Visiting Paris’s main food market at Rungis on Tuesday morning, French president Nicholas Sarkozy poured cold water on far-right leader Marine Le Pen’s allegation that abattoirs supplying beef to the greater Paris area were only using the throat-slitting methods of halal butchery required by Muslims for all meat slaughtered on their premises, in order to cut costs.
Sarkozy said that only 2.5 percent of the 200,000 tonnes of beef consumed each year in the Paris area was halal, figures backed up at a news conference by the meat trade union SNIV. Agriculture Minister Bruno Le Maire also spoke out, saying that a December 28 government decree that will go into effect in July, enforcing more transparency in abattoir methods, should help calm the controversy fanned by Le Pen after a TV documentary questioned the slaughtering methods.

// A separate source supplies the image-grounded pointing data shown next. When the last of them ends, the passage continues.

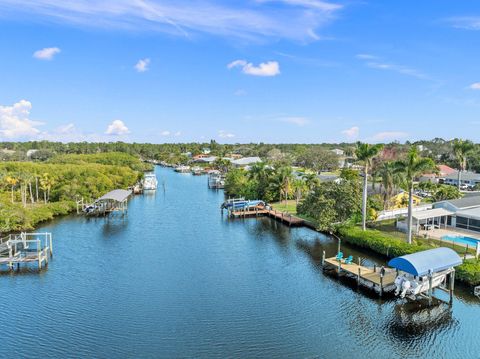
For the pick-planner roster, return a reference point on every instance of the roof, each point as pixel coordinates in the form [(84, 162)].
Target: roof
[(431, 213), (405, 194), (464, 203), (446, 170), (246, 161), (465, 176), (118, 195), (420, 263), (470, 213)]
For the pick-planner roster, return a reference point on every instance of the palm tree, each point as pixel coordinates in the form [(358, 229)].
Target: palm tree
[(299, 187), (389, 181), (12, 182), (282, 182), (410, 168), (46, 183), (461, 149), (365, 153), (311, 180)]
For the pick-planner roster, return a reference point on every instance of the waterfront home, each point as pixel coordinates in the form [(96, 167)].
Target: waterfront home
[(400, 200), (246, 161), (205, 159), (439, 177), (465, 212), (467, 178)]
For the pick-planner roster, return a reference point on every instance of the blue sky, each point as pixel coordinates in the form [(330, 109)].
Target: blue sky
[(239, 71)]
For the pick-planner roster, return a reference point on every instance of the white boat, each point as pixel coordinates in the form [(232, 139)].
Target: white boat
[(216, 180), (197, 171), (408, 286), (150, 182), (182, 169)]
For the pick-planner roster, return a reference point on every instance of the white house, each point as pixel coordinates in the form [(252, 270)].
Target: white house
[(466, 178)]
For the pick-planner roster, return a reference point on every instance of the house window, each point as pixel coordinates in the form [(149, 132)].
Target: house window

A TV documentary’s revelation last week that slaughterhouses around Paris have switched meat production entirely to halal methods has stirred a political storm in France, where attitudes to Europe’s largest Muslim minority are a subtext in a presidential election campaign. Le Pen – who is hoping to win voters away from centre-right President Nicolas Sarkozy ahead of the two-round election in April and May – has seized on the issue at the weekend. “All the abattoirs of the Paris region have succumbed to the rules of a minority. We have reason to be disgusted,” she told a rally in Lille on Saturday, pledging to file a legal complaint.
“There are always people who want to get noticed by making polemics off the backs of people who work, who have won the trust of the consumers,” Sarkozy said while touring the meat section of the market. “Is it really worth it, making such polemics for that? What’s the point? To make consumers lose confidence? To lie? Why? There really are things we should debate. But to cast suspicion on craftsmen, on merchants, on breeders … to get a few votes — is that worth debating? I don’t think so.”